Singgung Kasus Harun Masiku
Sementara itu, Kepala Badan Komunikasi Strategis DPP Partai Demokrat Herzaky Mahendra Putra menegaskan peningkatan suara Demokrat pada 2009 karena masyarakat merasakan manfaat pemerintahan SBY.
"Rakyat miskin semakin sedikit. Pengangguran semakin sedikit. Gaji PNS termasuk guru dan TNI Polri hampir tiap tahun meningkat. Daya beli masyarakat tinggi. Pendapatan per kapita meningkat drastis. Dan, keuangan negara stabil. Bahkan utang minim. Pembangunan infrastruktur juga berjalan dengan baik," kata Herzaky.
"Hubungan antarumat beragama dan antarsuku bangsa juga sangat baik dan rukun. Tidak ada polarisasi antaranak bangsa. Oposisi, masyarakat sipil, dan mahasiswa bebas mengkritik tanpa takut diintimidasi, apalagi dikriminalisasi. Ya makanya wajar saja, suara Demokrat tahun 2009 meningkat drastis," tambahnya.

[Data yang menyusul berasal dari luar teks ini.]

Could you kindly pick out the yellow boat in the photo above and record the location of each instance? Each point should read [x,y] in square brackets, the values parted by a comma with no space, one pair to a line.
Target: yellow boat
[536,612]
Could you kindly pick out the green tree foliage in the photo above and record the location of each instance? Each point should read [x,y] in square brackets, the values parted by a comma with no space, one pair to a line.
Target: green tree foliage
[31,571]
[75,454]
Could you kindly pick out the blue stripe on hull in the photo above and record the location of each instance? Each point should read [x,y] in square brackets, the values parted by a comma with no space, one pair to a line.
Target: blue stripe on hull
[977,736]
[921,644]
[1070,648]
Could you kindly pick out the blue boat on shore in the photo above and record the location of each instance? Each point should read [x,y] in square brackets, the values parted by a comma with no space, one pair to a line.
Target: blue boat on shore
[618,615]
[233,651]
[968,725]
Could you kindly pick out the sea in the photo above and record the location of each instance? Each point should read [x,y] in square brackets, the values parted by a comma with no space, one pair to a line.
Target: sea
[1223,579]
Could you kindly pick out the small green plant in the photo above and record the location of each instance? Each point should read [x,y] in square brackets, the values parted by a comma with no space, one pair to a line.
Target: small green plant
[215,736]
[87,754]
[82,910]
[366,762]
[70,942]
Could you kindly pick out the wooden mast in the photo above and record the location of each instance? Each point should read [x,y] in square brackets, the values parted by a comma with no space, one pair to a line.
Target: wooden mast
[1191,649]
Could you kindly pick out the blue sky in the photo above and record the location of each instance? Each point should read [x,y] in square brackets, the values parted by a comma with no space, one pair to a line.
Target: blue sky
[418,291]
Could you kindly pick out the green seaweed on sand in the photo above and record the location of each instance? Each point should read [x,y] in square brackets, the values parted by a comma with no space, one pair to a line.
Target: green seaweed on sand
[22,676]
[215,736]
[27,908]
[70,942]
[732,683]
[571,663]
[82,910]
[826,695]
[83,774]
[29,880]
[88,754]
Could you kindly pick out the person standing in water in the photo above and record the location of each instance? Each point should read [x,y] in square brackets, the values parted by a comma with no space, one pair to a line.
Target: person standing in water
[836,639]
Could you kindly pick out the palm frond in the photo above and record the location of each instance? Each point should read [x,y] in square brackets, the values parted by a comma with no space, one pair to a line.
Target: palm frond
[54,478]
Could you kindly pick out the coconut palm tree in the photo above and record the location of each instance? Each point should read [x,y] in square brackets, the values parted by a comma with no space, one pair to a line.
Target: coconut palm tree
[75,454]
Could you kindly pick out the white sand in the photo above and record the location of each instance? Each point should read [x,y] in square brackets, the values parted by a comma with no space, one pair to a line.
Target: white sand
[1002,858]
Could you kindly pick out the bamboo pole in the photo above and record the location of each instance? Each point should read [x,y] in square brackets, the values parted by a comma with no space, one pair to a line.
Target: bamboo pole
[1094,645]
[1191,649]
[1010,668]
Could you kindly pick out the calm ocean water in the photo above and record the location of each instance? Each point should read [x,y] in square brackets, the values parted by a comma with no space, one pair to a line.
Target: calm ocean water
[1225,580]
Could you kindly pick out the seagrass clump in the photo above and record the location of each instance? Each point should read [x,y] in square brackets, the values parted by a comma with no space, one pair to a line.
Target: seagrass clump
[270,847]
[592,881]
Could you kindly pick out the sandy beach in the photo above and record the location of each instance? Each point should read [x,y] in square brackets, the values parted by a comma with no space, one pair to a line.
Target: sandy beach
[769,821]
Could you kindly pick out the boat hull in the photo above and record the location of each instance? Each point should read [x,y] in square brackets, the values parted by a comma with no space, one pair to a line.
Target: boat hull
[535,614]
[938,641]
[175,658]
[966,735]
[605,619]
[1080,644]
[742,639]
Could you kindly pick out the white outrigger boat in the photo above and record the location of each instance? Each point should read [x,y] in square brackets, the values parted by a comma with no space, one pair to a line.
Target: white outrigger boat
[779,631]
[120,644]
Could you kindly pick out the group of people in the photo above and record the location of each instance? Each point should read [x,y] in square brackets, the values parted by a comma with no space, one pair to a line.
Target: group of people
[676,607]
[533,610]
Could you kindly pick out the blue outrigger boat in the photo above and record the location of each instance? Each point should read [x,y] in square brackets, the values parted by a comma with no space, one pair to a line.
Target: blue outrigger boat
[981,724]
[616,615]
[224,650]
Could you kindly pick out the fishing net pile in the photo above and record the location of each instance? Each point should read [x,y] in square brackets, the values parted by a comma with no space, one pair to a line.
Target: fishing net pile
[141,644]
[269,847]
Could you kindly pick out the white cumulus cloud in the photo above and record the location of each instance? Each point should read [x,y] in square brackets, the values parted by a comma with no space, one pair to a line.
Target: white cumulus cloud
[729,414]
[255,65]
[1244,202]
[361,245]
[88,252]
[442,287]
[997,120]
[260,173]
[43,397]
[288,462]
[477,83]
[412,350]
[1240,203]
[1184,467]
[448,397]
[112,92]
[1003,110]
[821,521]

Terkait DPT pada 2009 yang disebut dimanipulasi, Herzaky dengan tegas menepis isu tersebut. Dia pun menyinggung soal kasus suap yang menjerat salah satu petinggi PDI Perjuangan yakni Harun Masiku.
"Lagi pula, publik kan tahu kalau di pemilu 2019 lalu, ada komisioner KPU yang ditangkap karena kasus suap. Kan, salah satu pelakunya kader partainya Bang Hasto, Harun Masiku, yang sudah buron 1000 hari lebih. Tidak ada cerita seperti itu di Pemilu 2009," tegas Herzaky.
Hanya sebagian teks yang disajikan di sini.